Em tempo de ‘guerra’ questionam-se decisões: Serão os bloqueios mais perigosos do que o próprio vírus?

Numa altura em que muitos países começam a desconfinar, depois de meses de bloqueios, questiona-se agora se o ‘lockdown’ a que os territórios foram sujeitos pode ser mais perigoso do que o próprio vírus.

Simone Silva
Junho 6, 2020
12:59

Numa altura em que muitos países começam a desconfinar, depois de meses de bloqueios, questiona-se agora se o ‘lockdown’ a que os territórios foram sujeitos pode ser mais perigoso do que o próprio vírus. Contudo os especialistas defendem que os argumentos não são convincentes, avança a ‘CNN’.

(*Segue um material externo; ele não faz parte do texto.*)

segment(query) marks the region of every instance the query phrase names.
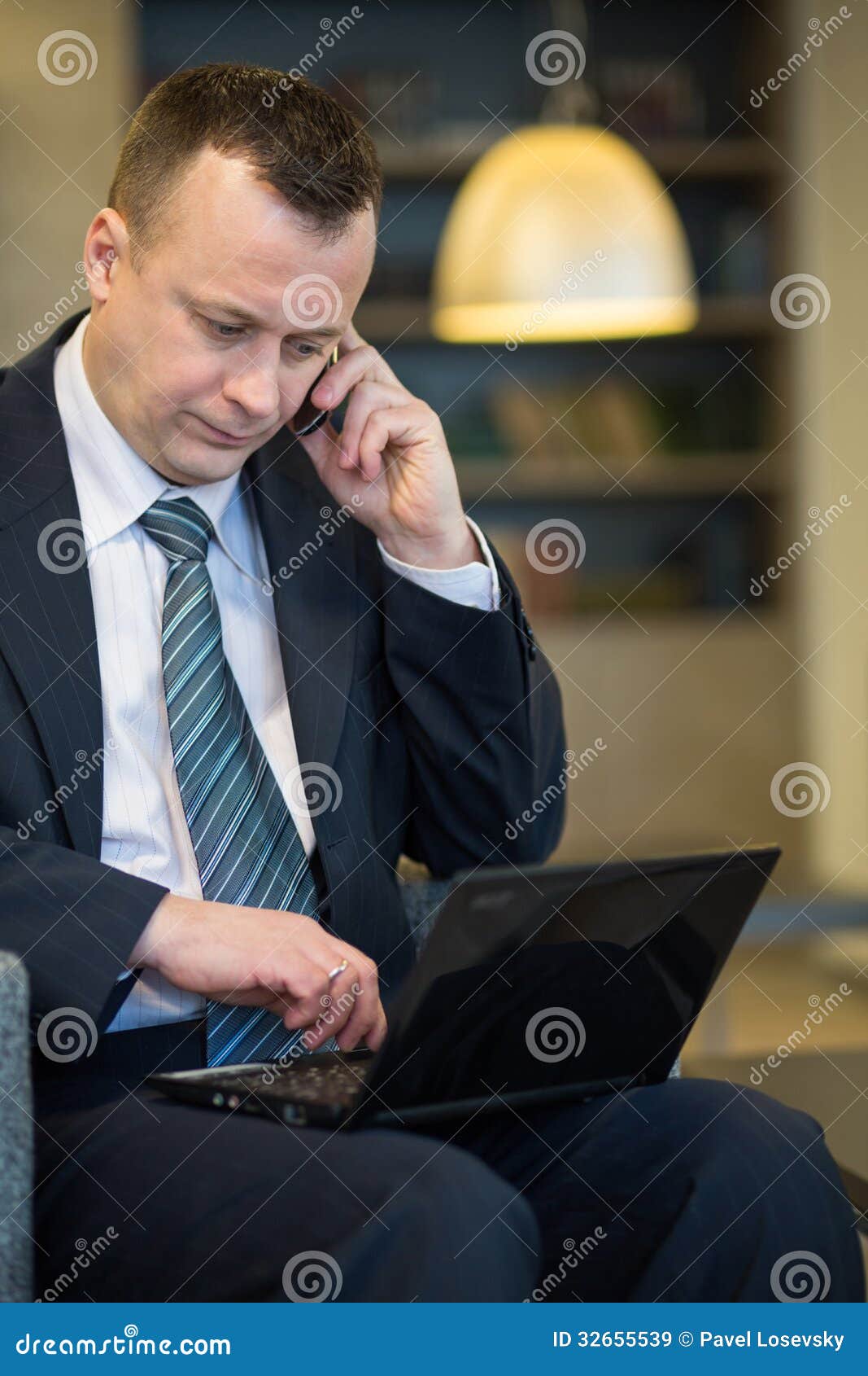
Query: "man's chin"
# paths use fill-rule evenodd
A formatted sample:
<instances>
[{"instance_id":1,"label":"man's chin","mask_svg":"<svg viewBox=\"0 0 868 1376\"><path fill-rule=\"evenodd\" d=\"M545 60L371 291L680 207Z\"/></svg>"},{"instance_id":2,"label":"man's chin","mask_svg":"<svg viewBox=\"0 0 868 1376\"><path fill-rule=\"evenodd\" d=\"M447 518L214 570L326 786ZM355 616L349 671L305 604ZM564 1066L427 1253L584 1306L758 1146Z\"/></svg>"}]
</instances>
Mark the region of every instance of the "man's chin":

A questão é levantada por alguns líderes mundiais que consideram que as dificuldades económicas e sociais causadas pelas restrições do novo coronavírus, impõem agora uma carga mais pesada à sociedade do que a taxa de mortalidade causada pela doença, como é o exemplo da perda de milhões de empregos nos Estados Unidos, numa crise nunca antes vista.

Donald Trump, Presidente dos Estados Unidos, e Jair Bolsonaro, Presidente do Brasil, partilham desta visão. No final de Março, Trump disse à Fox News: «Vamos perder ainda mais pessoas e colocar um país numa recessão ou depressão profunda», referiu. Por sua vez, Bolsonaro, defende que a estagnação económica vai prejudicar o Brasil mais do que o próprio vírus, alertando para a possibilidade de acontecer «uma terrível desgraça».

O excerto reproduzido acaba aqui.